Tebas appreciates that the future of La Liga’s 2019-20 campaign lies in the hands of Spanish health authorities and that training cannot restart until emergency measures are lifted. Spain will remain under strict confinement rules until April 26 at the earliest, but there have been encouraging reductions in deaths, hospital admissions, and critical care cases in recent days.

However, Spain has recorded the second-highest COVID-19 death toll in the world, with nearly 14,000 fatalities.

Tebas is “not considering” scrapping the soccer season despite the fear that grips the Iberian nation and claims no “big or medium” league across Europe is considering annulments of their respective 2019-20 campaigns. He said La Liga clubs could lose a total of €1 billion if the term is canceled.

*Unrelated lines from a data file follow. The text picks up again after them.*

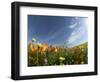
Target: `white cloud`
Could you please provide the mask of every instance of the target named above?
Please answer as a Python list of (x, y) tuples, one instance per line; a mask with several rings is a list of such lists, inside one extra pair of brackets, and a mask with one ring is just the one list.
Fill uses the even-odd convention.
[(72, 24), (72, 25), (69, 25), (69, 28), (70, 29), (73, 29), (73, 28), (75, 28), (77, 26), (77, 23), (74, 23), (74, 24)]

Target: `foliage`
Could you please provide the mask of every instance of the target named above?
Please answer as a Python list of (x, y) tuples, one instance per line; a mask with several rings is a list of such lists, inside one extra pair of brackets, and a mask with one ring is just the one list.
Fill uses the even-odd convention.
[(87, 64), (87, 43), (73, 48), (54, 47), (48, 44), (28, 44), (28, 66)]

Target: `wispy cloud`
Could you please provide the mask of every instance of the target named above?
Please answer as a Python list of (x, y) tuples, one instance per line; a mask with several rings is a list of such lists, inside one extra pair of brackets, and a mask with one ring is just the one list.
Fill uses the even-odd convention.
[(77, 23), (74, 23), (74, 24), (72, 24), (72, 25), (69, 25), (69, 28), (70, 29), (73, 29), (73, 28), (75, 28), (77, 26)]

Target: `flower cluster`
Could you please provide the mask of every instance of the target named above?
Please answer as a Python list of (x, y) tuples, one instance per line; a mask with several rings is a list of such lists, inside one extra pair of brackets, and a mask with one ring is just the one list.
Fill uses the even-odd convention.
[(87, 64), (87, 43), (64, 48), (35, 41), (28, 44), (28, 66)]

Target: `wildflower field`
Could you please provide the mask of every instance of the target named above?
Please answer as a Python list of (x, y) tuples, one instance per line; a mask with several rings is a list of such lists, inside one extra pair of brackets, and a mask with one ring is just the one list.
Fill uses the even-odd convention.
[(65, 48), (48, 44), (28, 44), (28, 66), (76, 65), (88, 63), (88, 43)]

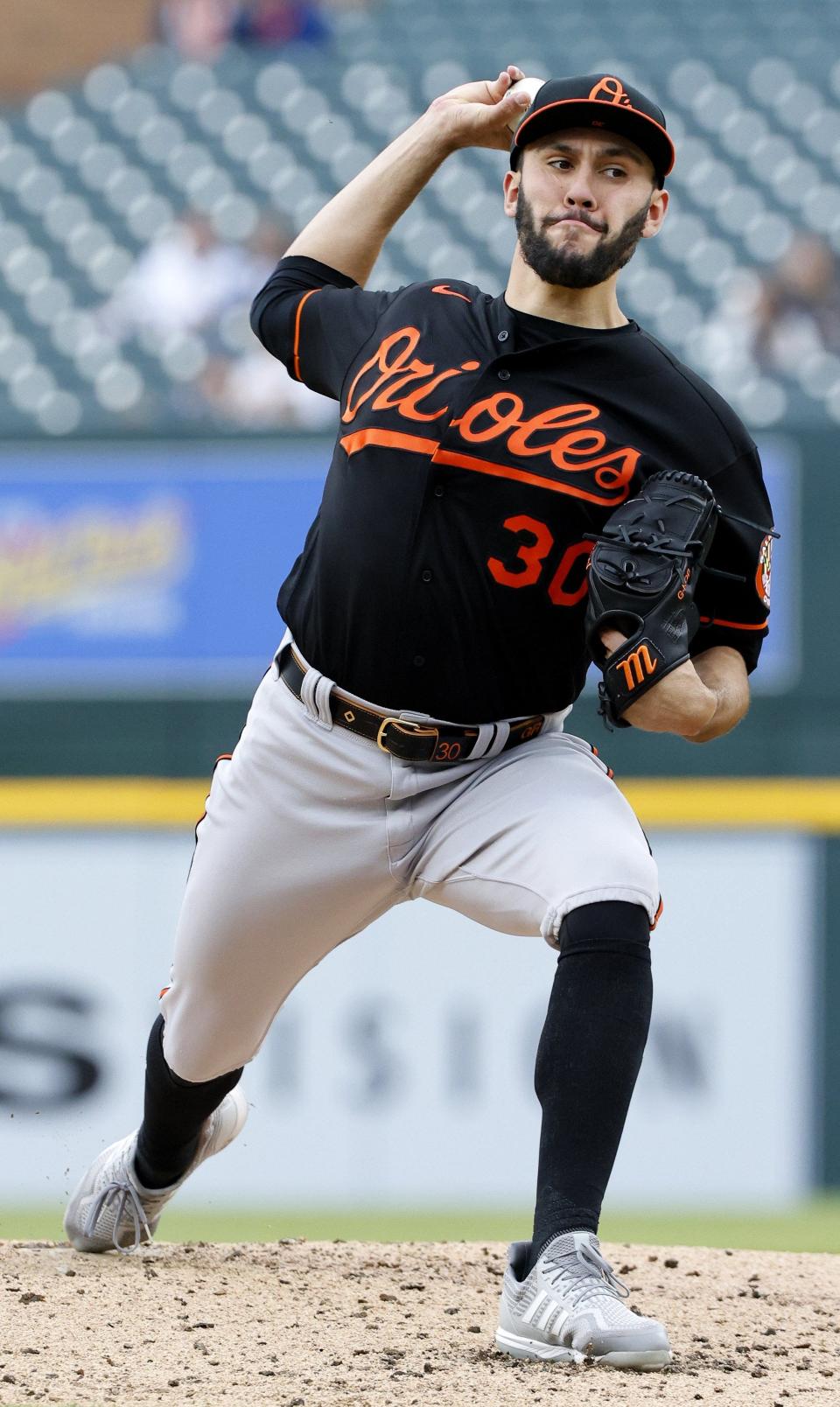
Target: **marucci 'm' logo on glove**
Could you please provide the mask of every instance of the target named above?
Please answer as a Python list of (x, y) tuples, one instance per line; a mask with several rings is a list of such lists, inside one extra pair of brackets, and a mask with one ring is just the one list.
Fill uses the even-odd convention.
[[(654, 651), (653, 658), (651, 650)], [(625, 688), (632, 694), (637, 684), (644, 684), (644, 680), (653, 678), (658, 663), (656, 646), (650, 640), (644, 640), (626, 654), (623, 660), (619, 660), (618, 664), (611, 664), (611, 668), (621, 670), (625, 677)]]
[[(628, 727), (622, 715), (630, 704), (688, 658), (699, 626), (694, 592), (716, 522), (706, 481), (666, 470), (592, 537), (587, 643), (604, 670), (598, 694), (608, 726)], [(605, 629), (628, 637), (609, 656)]]

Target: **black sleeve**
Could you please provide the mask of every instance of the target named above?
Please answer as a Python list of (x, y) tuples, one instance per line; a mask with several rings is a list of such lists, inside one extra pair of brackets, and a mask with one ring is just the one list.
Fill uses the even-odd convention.
[[(772, 509), (757, 449), (753, 446), (709, 477), (709, 484), (722, 512), (696, 587), (701, 628), (691, 653), (729, 644), (743, 654), (747, 670), (753, 671), (767, 635), (772, 549)], [(739, 519), (747, 519), (749, 525)], [(715, 575), (711, 567), (732, 573), (737, 580)]]
[(397, 293), (367, 293), (317, 259), (281, 259), (250, 308), (250, 326), (295, 381), (341, 398), (356, 353)]

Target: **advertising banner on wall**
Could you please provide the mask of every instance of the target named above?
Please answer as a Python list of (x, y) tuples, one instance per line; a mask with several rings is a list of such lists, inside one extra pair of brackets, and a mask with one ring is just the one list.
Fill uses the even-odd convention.
[[(815, 841), (653, 844), (654, 1014), (609, 1200), (782, 1206), (812, 1176)], [(0, 1206), (58, 1206), (136, 1127), (190, 851), (174, 834), (0, 837)], [(183, 1200), (528, 1207), (556, 961), (542, 938), (400, 905), (291, 995), (245, 1072), (242, 1137)]]
[[(0, 450), (0, 696), (250, 692), (277, 588), (321, 501), (328, 440)], [(791, 446), (763, 446), (781, 525), (756, 689), (795, 682)]]

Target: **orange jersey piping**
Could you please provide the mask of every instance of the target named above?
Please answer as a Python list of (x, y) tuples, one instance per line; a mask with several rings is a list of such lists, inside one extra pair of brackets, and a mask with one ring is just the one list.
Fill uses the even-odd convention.
[(304, 293), (303, 298), (297, 305), (297, 312), (294, 315), (294, 348), (291, 353), (293, 376), (295, 381), (301, 380), (301, 359), (300, 359), (300, 339), (301, 339), (301, 312), (304, 311), (304, 303), (311, 298), (314, 293), (321, 293), (321, 288), (310, 288)]

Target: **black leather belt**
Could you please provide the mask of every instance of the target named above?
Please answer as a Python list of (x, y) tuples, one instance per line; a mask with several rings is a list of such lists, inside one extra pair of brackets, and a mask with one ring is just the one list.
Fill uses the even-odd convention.
[[(307, 670), (294, 650), (286, 649), (277, 656), (277, 666), (280, 678), (300, 699)], [(349, 733), (366, 737), (369, 743), (376, 743), (383, 753), (390, 753), (401, 763), (464, 763), (478, 737), (477, 727), (459, 727), (457, 723), (415, 723), (409, 718), (394, 718), (383, 709), (363, 708), (335, 687), (329, 694), (329, 713), (338, 727), (346, 727)], [(501, 751), (507, 753), (519, 743), (528, 743), (542, 732), (543, 723), (543, 713), (515, 719), (509, 725), (511, 732)]]

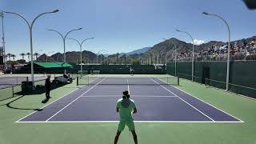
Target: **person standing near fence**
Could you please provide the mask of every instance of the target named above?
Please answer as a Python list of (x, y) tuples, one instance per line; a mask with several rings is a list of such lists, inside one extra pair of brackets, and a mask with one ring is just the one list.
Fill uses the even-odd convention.
[(50, 83), (50, 75), (47, 75), (47, 78), (46, 79), (46, 99), (50, 99), (51, 97), (50, 96), (50, 87), (51, 87), (51, 83)]

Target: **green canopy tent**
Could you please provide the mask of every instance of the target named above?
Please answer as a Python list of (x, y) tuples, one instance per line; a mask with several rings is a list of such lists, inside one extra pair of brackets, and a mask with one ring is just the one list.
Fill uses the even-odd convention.
[[(31, 64), (26, 65), (21, 70), (30, 73)], [(34, 62), (34, 74), (63, 74), (64, 70), (71, 70), (73, 66), (65, 62)]]

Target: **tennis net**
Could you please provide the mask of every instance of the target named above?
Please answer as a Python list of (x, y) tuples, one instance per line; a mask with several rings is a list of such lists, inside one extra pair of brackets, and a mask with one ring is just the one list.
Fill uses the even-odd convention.
[(77, 85), (178, 85), (178, 77), (95, 77), (77, 78)]

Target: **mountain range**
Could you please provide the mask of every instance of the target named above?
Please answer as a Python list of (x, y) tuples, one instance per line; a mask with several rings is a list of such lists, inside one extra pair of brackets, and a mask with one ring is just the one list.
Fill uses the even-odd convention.
[[(256, 36), (253, 36), (248, 38), (239, 39), (231, 42), (231, 45), (234, 45), (234, 42), (237, 42), (238, 45), (242, 45), (243, 42), (250, 42), (253, 38), (256, 38)], [(181, 41), (179, 39), (172, 38), (160, 43), (154, 45), (153, 47), (145, 47), (142, 49), (135, 50), (128, 53), (117, 53), (113, 54), (108, 56), (102, 55), (106, 61), (106, 57), (111, 58), (112, 62), (121, 63), (121, 59), (123, 59), (122, 62), (126, 61), (126, 62), (132, 62), (134, 61), (141, 61), (145, 59), (146, 54), (153, 52), (155, 54), (157, 51), (160, 54), (163, 54), (170, 50), (174, 50), (174, 45), (177, 46), (177, 52), (190, 52), (192, 51), (193, 45), (191, 43), (186, 43), (186, 42)], [(194, 45), (194, 51), (206, 50), (208, 50), (210, 46), (217, 45), (222, 46), (226, 45), (226, 42), (218, 42), (218, 41), (210, 41), (206, 43), (201, 45)], [(80, 61), (80, 52), (78, 51), (70, 51), (66, 53), (66, 62), (70, 63), (77, 64)], [(161, 57), (161, 56), (160, 56)], [(83, 62), (96, 62), (97, 56), (94, 53), (91, 51), (82, 51), (82, 61)], [(46, 55), (41, 55), (37, 60), (38, 62), (46, 62)], [(98, 57), (98, 62), (100, 61), (100, 56)], [(47, 58), (48, 62), (63, 62), (63, 54), (61, 53), (56, 53)], [(127, 62), (129, 61), (129, 62)]]

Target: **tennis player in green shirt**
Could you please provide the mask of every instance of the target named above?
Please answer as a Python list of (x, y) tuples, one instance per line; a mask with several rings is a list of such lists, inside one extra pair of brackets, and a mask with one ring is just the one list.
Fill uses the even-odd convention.
[(132, 114), (137, 113), (135, 102), (134, 100), (130, 99), (128, 90), (123, 91), (122, 94), (122, 98), (119, 99), (117, 102), (117, 112), (119, 113), (120, 122), (118, 124), (118, 132), (114, 138), (114, 144), (118, 143), (119, 135), (125, 129), (126, 126), (128, 126), (129, 130), (132, 133), (135, 144), (138, 144), (134, 118), (132, 117)]

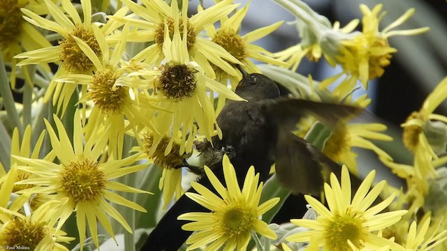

The likeliest way for La Liga to conclude its season is to host matches behind closed doors, a scenario which could cause a financial shortfall of around €300 million.

Tebas believes soccer should have an opportunity to return before other entertainment forms due to its contribution to the country’s gross domestic product, its ability to be played without fans but viewed on television, and the number of people La Liga employs.

“The last business that will return to normal are theatres, cinemas, shows that people attend. We are an industry like that too but we can also restart part of our activity without people because the fundamental part of our income comes from TV,” he said. “So, it’s not a case of us getting special treatment; it’s that when we return, we will be able to do so in a way that allows us to exploit part of our business.

“I think that’s our obligation and the obligation of the government too as we’re talking about an industry that accounts for 1.37% of GDP and which directly and indirectly creates 180,000 jobs. We shouldn’t just look at this as players and teams; this is an industry.”

Tebas revealed that three medical teams have been exploring “a return to training which involves the possibility of doing coronavirus tests and isolation in dressing rooms” over the past two weeks.